Und daran, dass ich einen Reissverschluss hinten viel besser fand als vorne. Weil ich so rum sicher sein konnte, dass Olli meinen Margeritenschlüpfer nicht sah. Er streichelte mich, soweit er mit seiner Hand kam, ein bisschen hinten in der Hose und unter der Bluse und brachte mich damit sehr ins Schwitzen.

„Angie“ lief dann den ganzen Abend und ich hab auch nichts mehr getrunken, weil wir die ganze Zeit getanzt und gekuschelt und geknutscht haben.

Natürlich bekam ich Hausarrest, nachdem Olli‘s Mutter mich um kurz nach elf zu Hause abgesetzt hatte, es nutzte auch nichts, dass sie extra ausstieg, um meiner Mutter zu erklären, dass sie nicht zweimal hatte fahren wollen und dass ich deswegen zu spät kam.

Aber: Seit diesem Abend gingen Olli und ich miteinander. Wir sahen uns in der Schule, und als der Hausarrest vorbei war, war ich nachmittags oft bei ihm Zuhause.

Er war noch Jungfrau, ich war schon erfahren. Ich hatte ja im Sommer mal mit Micha … Micha erledigte bei mir das „erste Mal“, und ich war schwer enttäuscht über diese Sache, über die man soviel in der Bravo las und um die alle so einen Bohai machten und die im Endeffekt stinklangweilig war. Aber das ist eine andere Geschichte.

Bei Olli war „es“ nach einer Zeit auch unvermeidlich. Ich hatte weiß Gott keine Lust dazu, aber er hatte schon ganz helle Augen. Man muss es mit den Männern machen, ob man will oder nicht, sonst rufen sie nicht wieder an, sagte meine Oma immer.

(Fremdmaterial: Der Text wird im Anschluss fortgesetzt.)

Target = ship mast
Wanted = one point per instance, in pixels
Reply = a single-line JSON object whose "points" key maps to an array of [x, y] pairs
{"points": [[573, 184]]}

Das hat sich bis heute nicht geändert.

Olli war also ein Hüne, fast zwei Meter groß. Als wir eines Tages auf seiner Umbauliege lagen und ich mal ein bisschen ans Eingemachte ging, stellte ich fest, dass die Proportionen stimmten.

Das wusste ich aber nicht. Ich merkte nur, dass er, wie soll ich das sagen, dass er bei mir nicht passte. Also nicht ganz rein ... Er war wirklich groß.

Jetzt fand ich diese Sache mit dem Sex nicht nur grundsätzlich lästig, sondern es tat auch weh. Und ich war sehr besorgt, dass ich es immer wieder würde tun müssen, es mir aber nie Spaß machen würde. Bei Micha, meinem Ersten, hatte ich nachher gedacht, okay, das erste Mal, da soll das nie so toll sein für das Mädchen, aber als es beim zweiten Jungen auch total doof war, ging ich zu Dr. Buschjost.

Der saß vor seinem leeren schwarzen Schreibtisch und sah mir nicht in die Augen. Ich wusste nicht richtig, wie ich ihm mein Problem erklären sollte. Ich druckste rum und sagte dann: „Ja, verstehen Sie das denn nicht? Ich bin falsch gebaut. Ich bin innen zu kurz, mein Freund passt da nicht rein!“

Dr. Buschjost warf seinen Kuli, mit dem er immer rumspielte, auf den Schreibtisch und bekam einen Lachkrampf. Das war mir vielleicht peinlich.

Ich weiß gar nicht mehr, wie lange ich noch mit Olli ging und warum irgendwann Schluss war. Wir hatten uns dann ewig nicht gesehen, weil er weggezogen war.

Und dann traf ich ihn auf dem Weihnachtsmarkt an der Glühweinbude und wir freuten uns über das Wiedersehen und tranken ein paar Punsch zusammen und redeten über alte Zeiten. Bei der Gelegenheit erzählte ich Olli von meinem pikanten Problem und meinem Besuch bei Dr. Buschjost. Wir haben stundenlang darüber gelacht und konnten gar nicht aufhören zu reden.

Ein Jahr später war Olli tot. Ich erfuhr es durch Zufall. Er hatte sich schlafen gelegt und war einfach nicht wieder aufgewacht. Mit fünfundvierzig. Meine Oma hat immer gesagt, dass kein Mensch tot ist, solange es jemanden gibt, der sich an ihn erinnert und von ihm spricht. Deswegen habe ich Ihnen das hier erzählt.